Gorgun Taner (born 1959) is the general director of the Istanbul Foundation for Culture and Arts (İKSV), a non-profit, non-governmental organisation founded in 1973 that organises four international festivals (film, theatre, classical music and jazz), the Istanbul Biennial, and the Istanbul Design Biennial. He has been working at the foundation since 1983, where he first worked at Istanbul Film Days (renamed later as Istanbul Film Festival) as coordinator of Kent Movie Theater, and later served as assistant director and program coordinator for foreign relations of Istanbul Festival (1987–1994), director of Istanbul Jazz Festival (1994–2002), before being appointed as General Director in 2002.

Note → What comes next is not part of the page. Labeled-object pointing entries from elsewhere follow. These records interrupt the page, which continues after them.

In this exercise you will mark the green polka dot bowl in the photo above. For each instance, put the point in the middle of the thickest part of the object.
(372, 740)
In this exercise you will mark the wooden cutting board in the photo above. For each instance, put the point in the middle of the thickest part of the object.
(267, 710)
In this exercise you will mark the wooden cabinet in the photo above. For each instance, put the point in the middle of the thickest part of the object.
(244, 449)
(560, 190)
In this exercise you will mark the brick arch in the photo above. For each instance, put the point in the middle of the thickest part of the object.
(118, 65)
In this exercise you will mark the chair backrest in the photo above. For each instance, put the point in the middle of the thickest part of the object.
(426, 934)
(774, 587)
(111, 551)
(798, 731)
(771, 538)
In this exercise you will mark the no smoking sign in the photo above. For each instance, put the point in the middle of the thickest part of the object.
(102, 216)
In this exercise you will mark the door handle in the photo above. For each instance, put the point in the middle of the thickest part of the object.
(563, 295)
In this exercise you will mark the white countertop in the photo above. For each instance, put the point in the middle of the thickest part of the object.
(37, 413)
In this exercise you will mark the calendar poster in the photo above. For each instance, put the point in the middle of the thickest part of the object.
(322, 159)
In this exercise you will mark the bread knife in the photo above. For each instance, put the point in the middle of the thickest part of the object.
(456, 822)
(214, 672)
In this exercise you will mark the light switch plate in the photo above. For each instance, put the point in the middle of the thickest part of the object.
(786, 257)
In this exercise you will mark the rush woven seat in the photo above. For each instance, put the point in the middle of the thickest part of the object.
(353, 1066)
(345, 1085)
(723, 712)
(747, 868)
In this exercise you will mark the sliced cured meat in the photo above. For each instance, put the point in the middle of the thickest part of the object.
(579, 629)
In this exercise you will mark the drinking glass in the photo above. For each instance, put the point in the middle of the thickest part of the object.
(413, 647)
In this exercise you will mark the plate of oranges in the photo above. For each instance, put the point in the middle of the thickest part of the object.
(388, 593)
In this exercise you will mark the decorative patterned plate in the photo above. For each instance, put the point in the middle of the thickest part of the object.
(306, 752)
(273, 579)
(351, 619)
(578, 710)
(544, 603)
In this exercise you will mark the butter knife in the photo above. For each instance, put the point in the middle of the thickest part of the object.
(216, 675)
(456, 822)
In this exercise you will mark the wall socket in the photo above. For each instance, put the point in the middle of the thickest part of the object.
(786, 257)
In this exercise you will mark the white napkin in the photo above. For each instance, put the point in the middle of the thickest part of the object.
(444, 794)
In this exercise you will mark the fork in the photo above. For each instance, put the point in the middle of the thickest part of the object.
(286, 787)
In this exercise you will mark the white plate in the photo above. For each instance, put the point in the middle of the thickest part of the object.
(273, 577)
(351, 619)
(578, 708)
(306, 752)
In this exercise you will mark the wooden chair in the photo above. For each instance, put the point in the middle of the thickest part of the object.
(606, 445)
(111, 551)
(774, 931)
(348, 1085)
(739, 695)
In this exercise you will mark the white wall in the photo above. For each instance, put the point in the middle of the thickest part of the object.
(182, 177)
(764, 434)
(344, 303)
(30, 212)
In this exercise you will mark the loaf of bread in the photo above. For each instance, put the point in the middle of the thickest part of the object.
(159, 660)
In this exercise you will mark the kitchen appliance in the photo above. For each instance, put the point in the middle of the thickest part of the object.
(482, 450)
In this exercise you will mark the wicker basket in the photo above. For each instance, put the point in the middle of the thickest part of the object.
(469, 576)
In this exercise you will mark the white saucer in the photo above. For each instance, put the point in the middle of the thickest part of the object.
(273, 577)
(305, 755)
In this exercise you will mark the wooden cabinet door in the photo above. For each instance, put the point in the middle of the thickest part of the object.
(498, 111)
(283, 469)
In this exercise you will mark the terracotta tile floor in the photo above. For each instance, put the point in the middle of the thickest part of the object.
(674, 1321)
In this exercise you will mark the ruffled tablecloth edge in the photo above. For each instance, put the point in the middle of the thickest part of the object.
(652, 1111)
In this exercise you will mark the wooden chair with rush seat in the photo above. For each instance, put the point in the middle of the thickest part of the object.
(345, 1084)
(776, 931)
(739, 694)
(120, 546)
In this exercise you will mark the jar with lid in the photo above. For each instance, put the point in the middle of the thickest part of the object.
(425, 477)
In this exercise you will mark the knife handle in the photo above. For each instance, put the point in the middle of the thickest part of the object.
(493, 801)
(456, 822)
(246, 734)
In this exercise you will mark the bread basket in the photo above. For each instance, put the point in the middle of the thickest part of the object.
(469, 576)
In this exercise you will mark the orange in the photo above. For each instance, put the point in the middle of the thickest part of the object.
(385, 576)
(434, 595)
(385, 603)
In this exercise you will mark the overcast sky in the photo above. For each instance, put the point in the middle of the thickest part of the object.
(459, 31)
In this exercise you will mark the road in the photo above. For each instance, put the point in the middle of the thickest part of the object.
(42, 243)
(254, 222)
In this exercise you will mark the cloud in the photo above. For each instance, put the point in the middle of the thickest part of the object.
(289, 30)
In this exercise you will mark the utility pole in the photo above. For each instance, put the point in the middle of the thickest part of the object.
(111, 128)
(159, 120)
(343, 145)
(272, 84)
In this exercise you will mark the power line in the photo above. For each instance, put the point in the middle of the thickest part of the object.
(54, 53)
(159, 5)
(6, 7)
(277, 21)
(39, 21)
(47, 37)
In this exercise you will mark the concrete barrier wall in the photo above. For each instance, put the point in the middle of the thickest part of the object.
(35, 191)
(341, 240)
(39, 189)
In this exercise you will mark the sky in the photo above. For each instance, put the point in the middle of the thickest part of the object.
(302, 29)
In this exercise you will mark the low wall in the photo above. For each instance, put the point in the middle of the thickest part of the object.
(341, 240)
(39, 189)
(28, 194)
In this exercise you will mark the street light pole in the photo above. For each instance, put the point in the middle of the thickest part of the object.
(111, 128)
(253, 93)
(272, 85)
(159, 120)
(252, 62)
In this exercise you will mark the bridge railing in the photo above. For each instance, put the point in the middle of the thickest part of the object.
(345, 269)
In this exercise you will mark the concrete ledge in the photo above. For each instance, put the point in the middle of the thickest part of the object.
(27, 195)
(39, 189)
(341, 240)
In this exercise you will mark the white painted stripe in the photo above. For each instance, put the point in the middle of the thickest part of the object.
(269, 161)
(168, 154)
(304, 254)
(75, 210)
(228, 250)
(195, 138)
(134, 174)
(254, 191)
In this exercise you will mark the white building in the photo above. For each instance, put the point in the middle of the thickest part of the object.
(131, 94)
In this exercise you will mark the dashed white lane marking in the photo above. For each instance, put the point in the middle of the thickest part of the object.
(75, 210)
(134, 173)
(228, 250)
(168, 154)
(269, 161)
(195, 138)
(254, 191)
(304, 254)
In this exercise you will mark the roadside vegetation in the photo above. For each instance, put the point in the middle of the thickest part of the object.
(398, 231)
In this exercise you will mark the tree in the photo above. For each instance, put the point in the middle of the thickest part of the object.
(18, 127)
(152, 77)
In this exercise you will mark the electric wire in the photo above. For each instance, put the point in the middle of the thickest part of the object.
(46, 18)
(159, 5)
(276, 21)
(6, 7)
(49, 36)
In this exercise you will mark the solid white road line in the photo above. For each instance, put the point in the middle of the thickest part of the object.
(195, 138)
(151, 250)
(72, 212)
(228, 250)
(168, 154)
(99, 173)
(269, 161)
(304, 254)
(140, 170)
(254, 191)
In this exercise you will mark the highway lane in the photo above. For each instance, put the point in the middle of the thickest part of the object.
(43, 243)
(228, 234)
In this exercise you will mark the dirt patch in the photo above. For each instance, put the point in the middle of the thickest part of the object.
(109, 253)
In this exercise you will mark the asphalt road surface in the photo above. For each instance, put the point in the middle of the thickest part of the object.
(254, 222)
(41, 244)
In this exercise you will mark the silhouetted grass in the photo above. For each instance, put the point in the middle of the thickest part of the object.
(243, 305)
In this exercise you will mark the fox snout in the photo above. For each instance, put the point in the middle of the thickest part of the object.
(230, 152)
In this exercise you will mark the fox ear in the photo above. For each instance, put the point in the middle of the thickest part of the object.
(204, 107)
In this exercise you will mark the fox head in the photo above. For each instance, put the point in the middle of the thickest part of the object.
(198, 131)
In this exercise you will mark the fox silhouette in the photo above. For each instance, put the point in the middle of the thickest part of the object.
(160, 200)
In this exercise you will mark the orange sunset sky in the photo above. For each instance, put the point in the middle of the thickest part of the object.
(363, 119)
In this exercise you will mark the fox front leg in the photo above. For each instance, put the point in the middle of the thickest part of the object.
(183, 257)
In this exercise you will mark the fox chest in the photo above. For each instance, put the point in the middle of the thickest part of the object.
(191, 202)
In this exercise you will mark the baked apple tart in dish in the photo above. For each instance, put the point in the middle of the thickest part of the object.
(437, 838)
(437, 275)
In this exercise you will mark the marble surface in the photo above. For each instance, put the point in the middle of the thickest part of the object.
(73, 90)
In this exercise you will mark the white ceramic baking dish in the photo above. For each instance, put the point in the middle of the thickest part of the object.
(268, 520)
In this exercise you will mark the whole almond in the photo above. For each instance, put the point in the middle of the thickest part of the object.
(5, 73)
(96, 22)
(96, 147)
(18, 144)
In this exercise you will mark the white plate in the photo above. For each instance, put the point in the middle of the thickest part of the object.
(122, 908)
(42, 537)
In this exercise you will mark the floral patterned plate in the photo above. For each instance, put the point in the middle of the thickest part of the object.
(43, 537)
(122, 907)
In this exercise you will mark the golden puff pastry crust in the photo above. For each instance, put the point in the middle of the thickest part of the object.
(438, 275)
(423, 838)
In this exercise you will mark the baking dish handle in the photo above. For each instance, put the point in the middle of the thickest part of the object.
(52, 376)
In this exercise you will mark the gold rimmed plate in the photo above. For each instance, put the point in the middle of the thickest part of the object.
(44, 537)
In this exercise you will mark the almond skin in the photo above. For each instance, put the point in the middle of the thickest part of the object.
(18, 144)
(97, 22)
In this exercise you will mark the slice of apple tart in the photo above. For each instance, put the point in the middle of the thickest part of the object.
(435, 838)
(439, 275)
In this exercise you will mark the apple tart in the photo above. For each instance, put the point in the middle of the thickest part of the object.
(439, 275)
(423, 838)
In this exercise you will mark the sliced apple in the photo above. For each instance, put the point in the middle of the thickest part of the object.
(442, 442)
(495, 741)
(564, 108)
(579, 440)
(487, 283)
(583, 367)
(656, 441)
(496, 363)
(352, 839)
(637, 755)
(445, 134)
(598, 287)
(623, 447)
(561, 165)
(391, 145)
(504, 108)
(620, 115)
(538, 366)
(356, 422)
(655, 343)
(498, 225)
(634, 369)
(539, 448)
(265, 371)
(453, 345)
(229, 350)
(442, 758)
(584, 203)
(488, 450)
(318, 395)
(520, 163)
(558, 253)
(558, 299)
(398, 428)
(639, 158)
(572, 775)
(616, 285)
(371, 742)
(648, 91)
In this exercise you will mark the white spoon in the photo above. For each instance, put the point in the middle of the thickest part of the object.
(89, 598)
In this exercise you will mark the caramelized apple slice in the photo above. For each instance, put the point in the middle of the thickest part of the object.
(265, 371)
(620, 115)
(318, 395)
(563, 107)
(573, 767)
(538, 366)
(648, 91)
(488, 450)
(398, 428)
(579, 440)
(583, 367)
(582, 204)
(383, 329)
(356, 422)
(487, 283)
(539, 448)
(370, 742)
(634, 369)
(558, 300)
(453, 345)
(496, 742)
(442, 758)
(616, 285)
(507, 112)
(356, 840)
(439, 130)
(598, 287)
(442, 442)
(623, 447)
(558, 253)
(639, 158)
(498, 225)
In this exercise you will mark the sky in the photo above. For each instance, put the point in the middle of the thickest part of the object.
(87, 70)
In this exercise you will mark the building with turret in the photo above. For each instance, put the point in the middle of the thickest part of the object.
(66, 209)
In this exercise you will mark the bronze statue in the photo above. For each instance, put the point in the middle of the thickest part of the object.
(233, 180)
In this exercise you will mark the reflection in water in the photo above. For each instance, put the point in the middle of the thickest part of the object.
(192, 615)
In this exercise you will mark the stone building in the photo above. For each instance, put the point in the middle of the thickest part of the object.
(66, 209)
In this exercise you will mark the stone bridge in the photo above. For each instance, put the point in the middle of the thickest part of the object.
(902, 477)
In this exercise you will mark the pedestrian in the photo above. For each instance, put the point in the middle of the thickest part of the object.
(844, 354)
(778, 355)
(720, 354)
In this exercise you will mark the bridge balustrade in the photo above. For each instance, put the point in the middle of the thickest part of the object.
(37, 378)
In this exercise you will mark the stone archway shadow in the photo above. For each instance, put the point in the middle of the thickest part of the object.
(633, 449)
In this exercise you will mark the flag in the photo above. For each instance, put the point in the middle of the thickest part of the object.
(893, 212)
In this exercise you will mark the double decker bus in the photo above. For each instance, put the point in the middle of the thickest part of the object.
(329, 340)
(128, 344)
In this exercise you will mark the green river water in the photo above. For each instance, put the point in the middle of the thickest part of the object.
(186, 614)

A Boğaziçi University history graduate, Taner is currently a board member of Istanbul Modern Art Museum. He served as chairman of the European Cultural Foundation between 2013 and 2018, and as the president of the European Jazz Festivals Association between 1998 and 2002. He was a member of the advisory board of the Istanbul 2010 European Capital of Culture Agency.

He was the commissioner of Turkey during the Cultural Season of Turkey in France, between July 2009 and March 2010. Following this task, he was awarded by the French government with the Legion of Honour (Chevalier dans l’ordre national de la Légion d'honneur) in January 2011, and with membership to the French Ministry of Culture’s Order of Arts and Letters in 2014. He also received the Officer’s Cross of Merit, Superior Service to the Republic of Poland in 2014. He received the Dutch Knight of the Orange–Nassau by H.M. King Willem Alexander in September 2022.

Between September 2010 and May 2011, he was appointed the Art Consultant of the Amsterdam Municipality. He is a member of the international advisory committee of the Master of Management in International Arts Management at HEC Montréal since November 2012. Since 2014, he has been serving as a member of the Advisory Committee of German-Turkish Youth Bridge.